I tear the envelopes up, retrieving the high-value stamps, a philatelist’s delight, before reading that the scripts MUST be kept in their packets. I’ll remember next time. Begin marking. After 10 papers my red pen gives up the ghost. The required daily average rises to 15.3.

Tuesday: Dodging the National Lottery queue, I call in at the newsagent’s for a new pen. I am on my way to the first of two centres as the dreaded A-level oral examiner. Spend the day jollying the candidates along through a series of amusing role-plays. Endeavour to maintain my cheerful demeanour as they expatiate in French on the ruin of l’environnement and institutionalised cruelty to animals. Young people are such idealists. Flaked out on arrival home. Struggle through a mere six scripts: average now 15.9.

Wednesday: By lunch-time I am a reluctant expert on global warming and the force-feeding of geese to produce pate de foie gras.

I counter incipient depression by making myself react with interest and enthusiasm each time I hear what has clearly been prepared en masse in class.

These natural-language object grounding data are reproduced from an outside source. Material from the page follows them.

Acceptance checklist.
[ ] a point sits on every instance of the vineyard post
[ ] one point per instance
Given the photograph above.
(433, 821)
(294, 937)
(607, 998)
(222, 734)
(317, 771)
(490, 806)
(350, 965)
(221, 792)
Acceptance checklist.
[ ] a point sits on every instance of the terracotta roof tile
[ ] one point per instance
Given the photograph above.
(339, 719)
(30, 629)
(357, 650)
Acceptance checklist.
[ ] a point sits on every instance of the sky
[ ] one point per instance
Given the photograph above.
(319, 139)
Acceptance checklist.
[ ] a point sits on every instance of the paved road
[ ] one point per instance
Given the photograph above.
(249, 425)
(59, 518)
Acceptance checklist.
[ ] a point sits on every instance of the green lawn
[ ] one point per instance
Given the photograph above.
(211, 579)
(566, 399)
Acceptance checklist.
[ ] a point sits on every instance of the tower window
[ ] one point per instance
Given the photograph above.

One nervous girl breaks into an English panic as soon as the tape-recorder is switched off: “Have I got a C? My Mum’ll kill me if I don’t get a C.”

Plough through four scripts before bed: re-adjust my goal to 16.66 recurring.

Thursday: Another centre today. Students have chosen the literature option and we discuss such merry topics as a poisoning in Ionesco’s Le Roi se meurt, the internecine family rivalry in Anouilh’s Antigone and whether Hoederer’s murderer in Sartre’s Les Mains Sales was motivated by politics or love.

Home again, I am motivated only by extreme fatigue and I’ve got to take a nap.

A recurring dream of sitting an exam paper and not understanding any of the questions is replaced by a new one: a pile of scripts sits waiting to be marked but they’re all written in a language that’s foreign to me. I wake to find that my daily average has leaped to l8.

Friday: Last days of orals and they’ve all prepared le racisme. The candidates stretch their language to empathise with young Maghrebins in disadvantaged Parisian suburbs. Wonder whether their indignation stems from political correctness or genuine passion.

Give permission for girl with persistent cough to bring in glass of water, not mentioned in regulations. As she leaves, she makes my day, if not my week: “Thank you for being so nice.” What, I wonder, did she expect?

Only two more weeks to go before my deadline and my daily average soars to nearly 20 papers, give or take a decimal or two. It’ll all get finished in the end; it always does.

Michael J Smith is a retired head of modern languages living in Swaffham, Norfolk.